Author: Fiona Somerset
Publisher: Cornell University Press
"Lollard" is the name given to followers of John Wyclif, the English dissident theologian who was dismissed from Oxford University in 1381 for his arguments regarding the eucharist. A forceful and influential critic of the ecclesiastical status quo in the late fourteenth century, Wyclif’s thought was condemned at the Council of Constance in 1415. While lollardy has attracted much attention in recent years, much of what we think we know about this English religious movement is based on records of heresy trials and anti-lollard chroniclers. In Feeling Like Saints, Fiona Somerset demonstrates that this approach has limitations. A better basis is the five hundred or so manuscript books from the period (1375–1530) containing materials translated, composed, or adapted by lollard writers themselves. These writings provide rich evidence for how lollard writers collaborated with one another and with their readers to produce a distinctive religious identity based around structures of feeling. Lollards wanted to feel like saints.

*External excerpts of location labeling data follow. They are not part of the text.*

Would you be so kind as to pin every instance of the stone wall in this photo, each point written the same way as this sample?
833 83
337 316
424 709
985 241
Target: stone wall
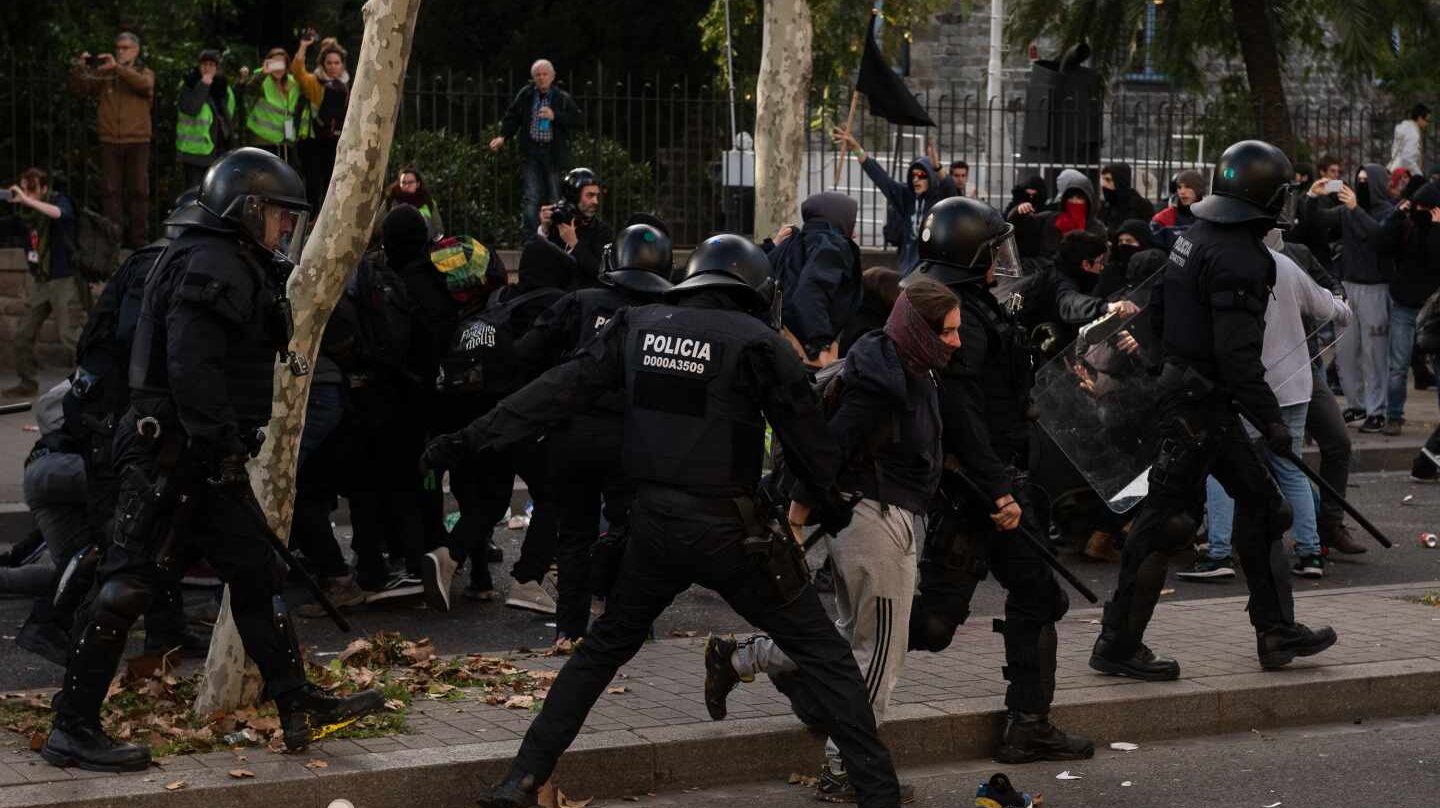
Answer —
13 277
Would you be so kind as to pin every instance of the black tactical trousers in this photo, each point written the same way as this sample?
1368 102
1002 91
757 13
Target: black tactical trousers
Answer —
677 540
961 550
586 474
1197 440
216 526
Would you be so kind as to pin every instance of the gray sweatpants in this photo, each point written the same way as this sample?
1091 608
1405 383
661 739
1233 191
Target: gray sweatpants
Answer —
874 562
1362 353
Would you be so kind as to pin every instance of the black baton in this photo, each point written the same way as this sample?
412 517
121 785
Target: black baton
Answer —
1034 542
1325 487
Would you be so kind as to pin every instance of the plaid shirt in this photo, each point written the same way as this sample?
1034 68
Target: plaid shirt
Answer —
537 133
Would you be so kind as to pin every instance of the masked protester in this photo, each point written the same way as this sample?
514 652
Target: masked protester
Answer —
887 422
212 321
1187 189
1211 317
700 379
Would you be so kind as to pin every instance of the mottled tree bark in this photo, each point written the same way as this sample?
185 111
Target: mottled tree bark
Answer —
334 247
779 117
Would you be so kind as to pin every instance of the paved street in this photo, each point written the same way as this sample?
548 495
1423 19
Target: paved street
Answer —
1390 762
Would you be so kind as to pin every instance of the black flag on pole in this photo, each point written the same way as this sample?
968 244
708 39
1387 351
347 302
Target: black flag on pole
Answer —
886 91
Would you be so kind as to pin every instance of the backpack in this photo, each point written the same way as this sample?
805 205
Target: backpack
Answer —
94 245
481 352
468 267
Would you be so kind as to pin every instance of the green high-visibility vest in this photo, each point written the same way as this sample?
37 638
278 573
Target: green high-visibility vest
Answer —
267 118
193 131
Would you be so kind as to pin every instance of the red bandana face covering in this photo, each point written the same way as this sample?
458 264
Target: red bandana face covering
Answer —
916 342
1073 216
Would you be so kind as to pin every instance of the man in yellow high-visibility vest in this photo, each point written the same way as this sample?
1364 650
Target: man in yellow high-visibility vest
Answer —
205 120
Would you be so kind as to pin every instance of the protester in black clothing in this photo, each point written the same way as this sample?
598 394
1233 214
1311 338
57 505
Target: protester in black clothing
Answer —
984 396
700 382
202 373
484 483
1119 200
543 118
1210 316
820 271
880 287
585 236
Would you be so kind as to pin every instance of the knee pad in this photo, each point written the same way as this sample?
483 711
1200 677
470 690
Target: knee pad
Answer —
1177 530
932 630
120 602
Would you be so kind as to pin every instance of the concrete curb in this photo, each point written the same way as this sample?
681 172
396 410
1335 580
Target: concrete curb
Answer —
618 764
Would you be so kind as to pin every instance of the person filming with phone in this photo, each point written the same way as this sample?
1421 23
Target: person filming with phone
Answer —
126 91
272 101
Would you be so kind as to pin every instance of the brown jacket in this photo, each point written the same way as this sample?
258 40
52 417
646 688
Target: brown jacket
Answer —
126 98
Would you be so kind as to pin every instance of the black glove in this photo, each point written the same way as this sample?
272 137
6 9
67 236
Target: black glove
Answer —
229 470
834 513
1278 440
444 452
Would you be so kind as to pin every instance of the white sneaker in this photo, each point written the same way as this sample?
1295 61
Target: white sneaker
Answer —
530 596
439 571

From Wyclif they drew an extraordinarily rigorous ethic of mutual responsibility that disregarded both social status and personal risk. They recalled their commitment to this ethic by reading narratives of physical suffering and vindication, metaphorically martyring themselves by inviting scorn for their zeal, and enclosing themselves in the virtues rather than the religious cloister. Yet in many ways they were not that different from their contemporaries, especially those with similar impulses to exceptional holiness.